Introduction
The optimal methodology for assessing comorbidity to predict various surgical outcomes such as mortality, readmissions, complications and failure to rescue (FTR) using claims data has not been established.
Objective
Compare diagnosis- and prescription-based comorbidity scores for predicting surgical outcomes.
Methods
We used 100% Texas Medicare data (2006–2011) and included patients undergoing coronary artery bypass grafting (CABG), pulmonary lobectomy, endovascular repair of abdominal aortic aneurysm, open repair of abdominal aortic aneurysm, colectomy, and hip replacement (N=39,616).
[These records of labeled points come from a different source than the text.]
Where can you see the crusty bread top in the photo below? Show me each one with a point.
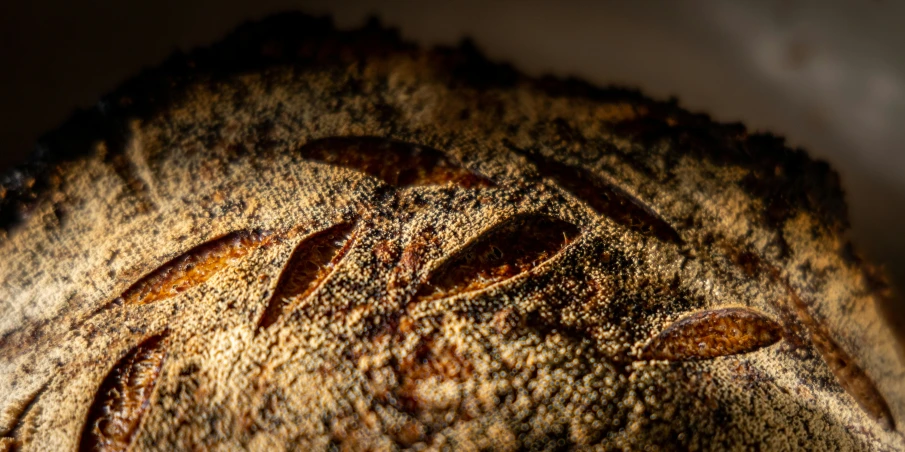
(305, 237)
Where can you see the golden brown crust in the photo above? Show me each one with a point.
(183, 205)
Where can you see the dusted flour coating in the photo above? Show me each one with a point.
(308, 239)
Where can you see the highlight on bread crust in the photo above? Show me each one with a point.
(456, 256)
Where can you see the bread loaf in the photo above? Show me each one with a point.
(307, 239)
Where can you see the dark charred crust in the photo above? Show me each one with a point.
(394, 162)
(311, 262)
(787, 180)
(123, 397)
(566, 337)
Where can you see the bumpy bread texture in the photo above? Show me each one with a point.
(309, 239)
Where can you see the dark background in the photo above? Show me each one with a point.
(828, 75)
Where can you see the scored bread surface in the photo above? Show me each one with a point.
(301, 238)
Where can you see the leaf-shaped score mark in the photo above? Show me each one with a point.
(710, 334)
(191, 268)
(394, 162)
(123, 398)
(851, 377)
(605, 198)
(509, 250)
(311, 262)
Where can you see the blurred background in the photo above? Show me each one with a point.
(827, 75)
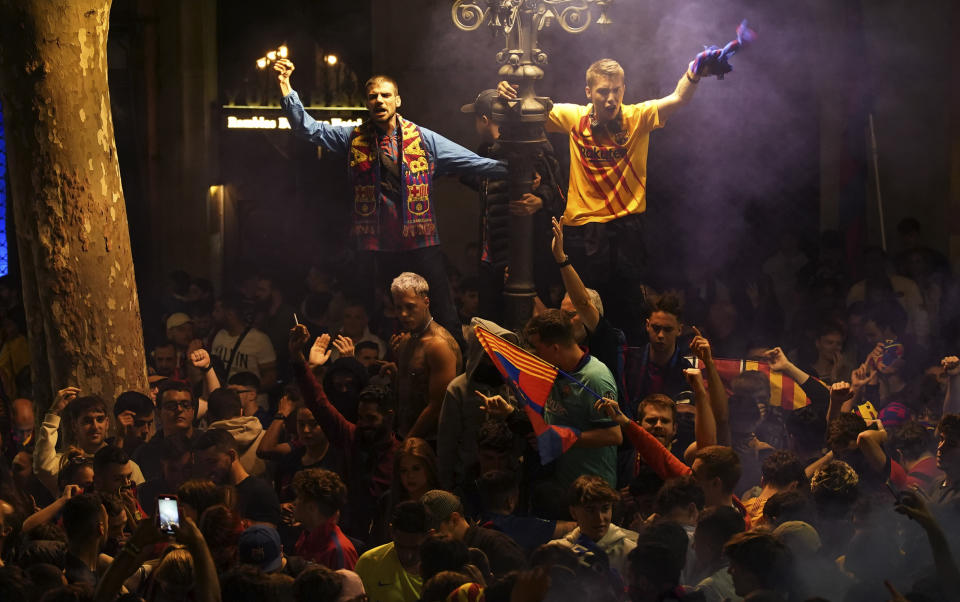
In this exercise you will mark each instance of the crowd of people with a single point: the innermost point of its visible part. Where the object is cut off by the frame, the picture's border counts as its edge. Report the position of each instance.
(340, 444)
(381, 461)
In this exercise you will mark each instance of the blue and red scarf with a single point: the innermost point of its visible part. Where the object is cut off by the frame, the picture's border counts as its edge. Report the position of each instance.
(416, 175)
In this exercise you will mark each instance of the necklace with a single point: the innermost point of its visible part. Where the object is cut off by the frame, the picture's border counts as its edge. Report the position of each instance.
(422, 330)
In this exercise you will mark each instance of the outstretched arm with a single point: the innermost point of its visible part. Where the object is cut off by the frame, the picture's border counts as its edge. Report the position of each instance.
(332, 137)
(951, 401)
(680, 96)
(571, 280)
The ability of diagnosis-based (Charlson comorbidity score, Elixhauser comorbidity score, Combined Comorbidity Score, Centers for Medicare & Medicaid Services-Hierarchical Condition Categories [CMS-HCC]) vs. prescription-based chronic disease (CDS) score in predicting 30-day mortality, 1-year mortality, 30-day readmission, complications, and FTR were compared using c-statistics (c) and integrated discrimination improvement (IDI).
Results
The overall 30-day mortality was 5.8%, 1-year mortality was 17.7%, 30-day readmission was 14.1%, complication rate was 39.7%, and FTR was 14.5%. CMS-HCC performed the best in predicting surgical outcomes (30-day mortality, c=0.791, IDI=4.59%; 1-year mortality, c=0.798, IDI=9.60%; 30-day readmission, c=0.630, IDI=1.27%; complications, c=0.766, IDI=9.37%; FTR, c=0.811, IDI=5.24%) followed by Elixhauser comorbidity index/disease categories (30-day mortality, c=0.750, IDI=2.37%; 1-year mortality, c=0.755, IDI=5.82%; 30-day readmission, c=0.629, IDI=1.43%; complications, c=0.730, IDI=3.99%; FTR, c=0.749, IDI=2.17%). Addition of prescription-based scores to diagnosis-based scores did not improve performance.
Conclusions
The CMS-HCC had superior performance in predicting surgical outcomes. Prescription-based scores, alone or in addition to diagnosis-based scores, were not better than any diagnosis-based scoring system.